Wir stecken in einer Beziehungskrise. Raus kommen wir nicht mehr, rein trauen wir uns nicht ganz. Also zaudern wir. Was zutiefst menschlich ist, und sehr unmaschinell. Aber liegt nicht das Geheimnis einer guten Beziehung in der sinnvollen Ergänzung? Human + Machine nannten die KI-Experten Paul Daugherty und H.J.Wilson 2018 ihr Buch über die neue Arbeitswelt, die längst zur Tür hereinschaut. Mit Betonung auf dem Plus +. Human hier, Machine dort, das gibt es nicht mehr. Wie also sieht das neue Beziehungsmodell aus? Es scheint, als wüssten die Maschinen da mehr als wir Menschen. Gruselt’s Ihnen? Gut! Denn wir brauchen Menschen, die handeln. Und Maschinen, denen wir vertrauen können. Bald. Vor der Zukunft jedenfalls. Am besten gleich, bevor uns Sorgen vom Kaliber des Klimawandels lahmlegen.
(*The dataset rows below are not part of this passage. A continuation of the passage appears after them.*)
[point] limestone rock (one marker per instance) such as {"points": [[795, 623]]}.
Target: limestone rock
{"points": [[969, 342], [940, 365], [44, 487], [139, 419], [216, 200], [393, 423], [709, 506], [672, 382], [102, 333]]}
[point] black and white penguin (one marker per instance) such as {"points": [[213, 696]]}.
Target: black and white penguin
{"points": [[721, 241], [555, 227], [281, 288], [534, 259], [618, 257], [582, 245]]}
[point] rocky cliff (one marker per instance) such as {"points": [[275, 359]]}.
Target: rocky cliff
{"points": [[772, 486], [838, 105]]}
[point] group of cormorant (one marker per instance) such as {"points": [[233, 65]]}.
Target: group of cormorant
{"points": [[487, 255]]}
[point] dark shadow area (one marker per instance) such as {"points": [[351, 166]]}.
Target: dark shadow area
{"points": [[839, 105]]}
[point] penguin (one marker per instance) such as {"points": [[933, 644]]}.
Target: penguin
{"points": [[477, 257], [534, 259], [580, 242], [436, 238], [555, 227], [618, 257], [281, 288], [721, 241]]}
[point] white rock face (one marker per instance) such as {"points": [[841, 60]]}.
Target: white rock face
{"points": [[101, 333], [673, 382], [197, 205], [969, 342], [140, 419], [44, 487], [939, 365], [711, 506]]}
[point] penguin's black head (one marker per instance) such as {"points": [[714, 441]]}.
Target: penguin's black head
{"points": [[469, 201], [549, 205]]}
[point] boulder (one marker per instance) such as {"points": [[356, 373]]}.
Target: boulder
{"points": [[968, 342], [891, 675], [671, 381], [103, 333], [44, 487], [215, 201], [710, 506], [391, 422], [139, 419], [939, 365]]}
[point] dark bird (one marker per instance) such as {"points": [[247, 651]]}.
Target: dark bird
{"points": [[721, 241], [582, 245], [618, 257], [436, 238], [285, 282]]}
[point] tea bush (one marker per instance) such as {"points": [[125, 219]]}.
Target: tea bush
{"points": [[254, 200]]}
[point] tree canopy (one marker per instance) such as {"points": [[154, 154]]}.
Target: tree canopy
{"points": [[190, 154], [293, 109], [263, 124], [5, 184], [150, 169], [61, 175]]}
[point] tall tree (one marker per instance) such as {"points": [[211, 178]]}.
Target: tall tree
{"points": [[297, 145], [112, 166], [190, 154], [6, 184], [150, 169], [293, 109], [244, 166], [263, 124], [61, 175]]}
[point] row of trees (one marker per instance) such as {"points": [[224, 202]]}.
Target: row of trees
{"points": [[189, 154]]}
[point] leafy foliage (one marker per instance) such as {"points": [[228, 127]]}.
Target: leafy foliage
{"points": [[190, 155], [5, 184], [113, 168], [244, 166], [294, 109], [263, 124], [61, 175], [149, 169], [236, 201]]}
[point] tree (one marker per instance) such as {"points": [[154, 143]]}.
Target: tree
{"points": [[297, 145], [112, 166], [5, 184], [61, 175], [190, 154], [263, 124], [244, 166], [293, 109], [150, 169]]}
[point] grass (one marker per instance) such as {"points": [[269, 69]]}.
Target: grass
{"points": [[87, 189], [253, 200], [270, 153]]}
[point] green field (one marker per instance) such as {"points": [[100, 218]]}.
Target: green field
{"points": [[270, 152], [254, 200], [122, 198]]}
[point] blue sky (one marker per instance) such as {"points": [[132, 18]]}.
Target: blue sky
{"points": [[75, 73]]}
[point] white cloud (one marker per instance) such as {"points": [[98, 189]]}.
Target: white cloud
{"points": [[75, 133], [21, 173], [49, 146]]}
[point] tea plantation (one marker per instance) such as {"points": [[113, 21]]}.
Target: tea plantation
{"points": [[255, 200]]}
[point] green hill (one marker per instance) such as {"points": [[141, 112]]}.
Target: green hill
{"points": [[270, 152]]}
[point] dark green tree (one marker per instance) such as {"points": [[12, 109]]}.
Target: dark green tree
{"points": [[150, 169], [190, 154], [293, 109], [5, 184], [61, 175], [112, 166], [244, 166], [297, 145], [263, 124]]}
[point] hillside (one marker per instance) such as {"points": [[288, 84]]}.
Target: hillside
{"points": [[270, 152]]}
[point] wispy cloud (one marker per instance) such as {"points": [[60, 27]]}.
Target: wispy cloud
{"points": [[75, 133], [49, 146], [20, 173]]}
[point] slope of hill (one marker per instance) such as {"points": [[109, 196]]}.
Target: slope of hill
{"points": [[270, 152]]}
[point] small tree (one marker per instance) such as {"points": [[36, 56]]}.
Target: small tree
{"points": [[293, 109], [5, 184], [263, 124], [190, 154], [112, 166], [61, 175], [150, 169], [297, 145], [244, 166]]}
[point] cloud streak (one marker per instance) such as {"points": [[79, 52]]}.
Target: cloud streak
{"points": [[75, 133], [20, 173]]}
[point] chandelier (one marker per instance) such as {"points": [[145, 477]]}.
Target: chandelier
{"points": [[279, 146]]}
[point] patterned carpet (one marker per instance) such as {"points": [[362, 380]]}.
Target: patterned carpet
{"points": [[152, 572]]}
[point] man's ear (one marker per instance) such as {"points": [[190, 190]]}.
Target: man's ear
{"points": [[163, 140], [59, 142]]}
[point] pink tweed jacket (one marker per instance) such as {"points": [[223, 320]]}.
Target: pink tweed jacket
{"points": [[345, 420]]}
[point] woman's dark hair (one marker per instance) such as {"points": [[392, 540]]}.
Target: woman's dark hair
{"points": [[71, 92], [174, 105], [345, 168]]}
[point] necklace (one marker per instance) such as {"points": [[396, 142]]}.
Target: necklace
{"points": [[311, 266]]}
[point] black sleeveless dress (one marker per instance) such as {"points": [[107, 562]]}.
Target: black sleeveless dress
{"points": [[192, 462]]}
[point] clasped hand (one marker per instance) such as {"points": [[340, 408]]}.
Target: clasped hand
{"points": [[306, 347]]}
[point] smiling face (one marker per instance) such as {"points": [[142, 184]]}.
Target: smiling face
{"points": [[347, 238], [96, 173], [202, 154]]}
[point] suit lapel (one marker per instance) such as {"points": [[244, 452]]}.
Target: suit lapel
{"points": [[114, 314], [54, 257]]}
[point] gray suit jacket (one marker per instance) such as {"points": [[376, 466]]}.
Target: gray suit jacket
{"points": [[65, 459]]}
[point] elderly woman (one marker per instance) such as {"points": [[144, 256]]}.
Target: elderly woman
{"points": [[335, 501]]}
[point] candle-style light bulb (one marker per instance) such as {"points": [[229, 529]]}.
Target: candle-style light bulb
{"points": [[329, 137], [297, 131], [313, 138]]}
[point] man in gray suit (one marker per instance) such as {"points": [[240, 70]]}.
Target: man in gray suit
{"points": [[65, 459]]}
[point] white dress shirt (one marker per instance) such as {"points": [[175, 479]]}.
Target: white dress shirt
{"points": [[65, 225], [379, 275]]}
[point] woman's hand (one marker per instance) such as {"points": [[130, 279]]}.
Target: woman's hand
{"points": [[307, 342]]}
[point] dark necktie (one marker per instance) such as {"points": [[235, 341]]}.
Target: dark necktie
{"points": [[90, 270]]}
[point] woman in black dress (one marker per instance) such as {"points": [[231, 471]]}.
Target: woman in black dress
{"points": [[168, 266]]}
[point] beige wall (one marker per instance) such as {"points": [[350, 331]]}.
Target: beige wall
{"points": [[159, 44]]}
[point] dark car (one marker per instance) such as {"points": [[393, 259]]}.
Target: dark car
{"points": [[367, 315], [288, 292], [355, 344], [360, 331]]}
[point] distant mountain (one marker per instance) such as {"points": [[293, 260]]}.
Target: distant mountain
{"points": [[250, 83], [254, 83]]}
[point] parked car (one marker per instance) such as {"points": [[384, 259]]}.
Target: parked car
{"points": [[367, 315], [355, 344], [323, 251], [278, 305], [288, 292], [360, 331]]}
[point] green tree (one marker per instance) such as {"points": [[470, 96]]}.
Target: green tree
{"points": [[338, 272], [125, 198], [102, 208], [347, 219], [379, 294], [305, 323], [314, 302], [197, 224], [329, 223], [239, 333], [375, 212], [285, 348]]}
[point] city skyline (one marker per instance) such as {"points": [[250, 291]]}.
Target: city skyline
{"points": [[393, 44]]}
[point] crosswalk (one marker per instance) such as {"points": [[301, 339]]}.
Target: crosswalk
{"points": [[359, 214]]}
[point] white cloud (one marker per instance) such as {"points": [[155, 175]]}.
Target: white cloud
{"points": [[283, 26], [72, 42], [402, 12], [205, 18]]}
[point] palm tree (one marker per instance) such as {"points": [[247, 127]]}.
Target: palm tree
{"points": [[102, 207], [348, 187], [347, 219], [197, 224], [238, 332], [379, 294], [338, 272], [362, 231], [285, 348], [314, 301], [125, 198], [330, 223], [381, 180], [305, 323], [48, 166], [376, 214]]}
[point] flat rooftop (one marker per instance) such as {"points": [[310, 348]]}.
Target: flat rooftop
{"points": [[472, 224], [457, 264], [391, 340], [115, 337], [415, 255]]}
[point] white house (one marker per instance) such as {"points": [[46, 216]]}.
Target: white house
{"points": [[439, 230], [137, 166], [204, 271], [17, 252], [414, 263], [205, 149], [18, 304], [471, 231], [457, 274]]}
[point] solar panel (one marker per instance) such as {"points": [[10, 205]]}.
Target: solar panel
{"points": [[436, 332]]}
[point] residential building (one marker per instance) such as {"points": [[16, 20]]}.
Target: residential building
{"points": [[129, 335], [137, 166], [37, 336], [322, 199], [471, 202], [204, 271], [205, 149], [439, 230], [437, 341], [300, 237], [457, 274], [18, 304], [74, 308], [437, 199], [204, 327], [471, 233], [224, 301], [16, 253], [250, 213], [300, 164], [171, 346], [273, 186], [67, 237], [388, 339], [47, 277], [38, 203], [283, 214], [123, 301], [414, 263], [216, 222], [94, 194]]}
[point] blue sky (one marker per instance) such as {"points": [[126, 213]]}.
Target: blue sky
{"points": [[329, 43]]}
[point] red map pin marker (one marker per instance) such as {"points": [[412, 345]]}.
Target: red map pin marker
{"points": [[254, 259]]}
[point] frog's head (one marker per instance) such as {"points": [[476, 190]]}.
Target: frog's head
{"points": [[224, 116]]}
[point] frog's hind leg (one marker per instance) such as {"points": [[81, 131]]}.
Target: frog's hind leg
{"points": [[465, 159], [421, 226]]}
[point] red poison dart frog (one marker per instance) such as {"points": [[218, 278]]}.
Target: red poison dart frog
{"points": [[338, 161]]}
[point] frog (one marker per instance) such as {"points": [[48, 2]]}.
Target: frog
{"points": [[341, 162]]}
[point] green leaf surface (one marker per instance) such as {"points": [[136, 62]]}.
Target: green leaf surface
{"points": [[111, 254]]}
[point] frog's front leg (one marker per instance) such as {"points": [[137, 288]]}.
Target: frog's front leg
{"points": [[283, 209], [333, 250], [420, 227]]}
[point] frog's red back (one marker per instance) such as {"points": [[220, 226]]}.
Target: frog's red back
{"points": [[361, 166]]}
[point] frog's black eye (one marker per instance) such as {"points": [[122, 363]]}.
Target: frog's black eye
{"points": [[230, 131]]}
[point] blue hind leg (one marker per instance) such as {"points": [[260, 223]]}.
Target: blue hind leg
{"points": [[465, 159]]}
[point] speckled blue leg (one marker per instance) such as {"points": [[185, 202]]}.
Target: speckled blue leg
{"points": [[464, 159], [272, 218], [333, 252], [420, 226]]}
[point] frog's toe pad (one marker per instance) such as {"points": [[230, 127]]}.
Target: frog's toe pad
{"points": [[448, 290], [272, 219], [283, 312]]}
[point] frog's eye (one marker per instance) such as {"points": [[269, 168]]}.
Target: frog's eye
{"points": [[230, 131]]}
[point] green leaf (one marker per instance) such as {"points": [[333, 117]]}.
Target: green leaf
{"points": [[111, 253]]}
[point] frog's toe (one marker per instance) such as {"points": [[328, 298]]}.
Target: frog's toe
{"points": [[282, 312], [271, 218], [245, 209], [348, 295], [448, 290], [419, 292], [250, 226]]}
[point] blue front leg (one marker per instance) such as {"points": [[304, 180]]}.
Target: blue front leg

Passen wir überhaupt zueinander? Die intelligenten Maschinen und wir? Noch nicht ganz, kann man meinen, wenn Dominik Matt, Direktor von Fraunhofer Italia in Bozen sagt: „Die KI ist eine Autobahn mit wenigen Ausfahrten, wir dagegen bewegen uns auf einer Landstraße.“ Was eines klar macht: Wir müssen uns anstrengen, um uns anzunähern. Wir an die Maschinen. Wir haben uns zwar daran gewöhnt, dass die Welt anders wird. Aber noch nicht daran, dass wir sie gestalten müssen. Die Maschinen sind uns da voraus. Sie trainieren. So sagt Diego Calvanese, KI-Forscher an der Freien Universität Bozen und Fellow der internationalen Association for Computing Machinery (ACM): „Maschinen sind heute in der Lage, zu lernen und sehr spezifische Probleme zu lösen, im Einzelfall besser als Menschen, aber von einer menschenähnlichen künstlichen Intelligenz sind wir noch weit entfernt.“

Wichtig ist, sich nicht aus dem Feld drängen zu lassen. Maschinen als Ersatz für Menschen, davor warnt Diego Calvanese: „Noch haben wir die Kontrolle über die Entwicklung. Es könnte sein, dass wir einen Punkt erreichen, wo wir diese Kontrolle nicht mehr haben.“ Heikle Sache also. Nicht die Maschinen an sich, sondern der Umgang mit ihnen. Auf dem Spiel steht eine Welt: Wie soll die Gesellschaft aussehen, in der wir leben und arbeiten wollen? Für die zwei Bozner Forscher ist nur eine Strategie zielführend: „Unsere Gesellschaft muss Garantien schaffen, damit Menschen keine Angst haben müssen vor intelligenten Maschinen.“

Dominik Matt stellte 2019 A21Digital Tyrol Veneto vor, die Marschroute für die  Digitalisierung der Makroregion Tirol, Südtirol, Venetien, die Fraunhofer Italia entwickelt hat. Als Professor und Leiter des Forschungsbereichs Industrial Engineering und Automation (IEA) an der Fakultät für Naturwissenschaften und Technik der Freien Universität Bozen konzentriert sich Matt auf die Anwendung von KI in der industriellen Produktion. Diego Calvanese gehört in den KI-Bereichen Description Logics und Wissensrepräsentation zu den Besten der Welt und forscht mit dem Ziel, wie Daten in Unternehmen intelligent verwaltet und genutzt werden können.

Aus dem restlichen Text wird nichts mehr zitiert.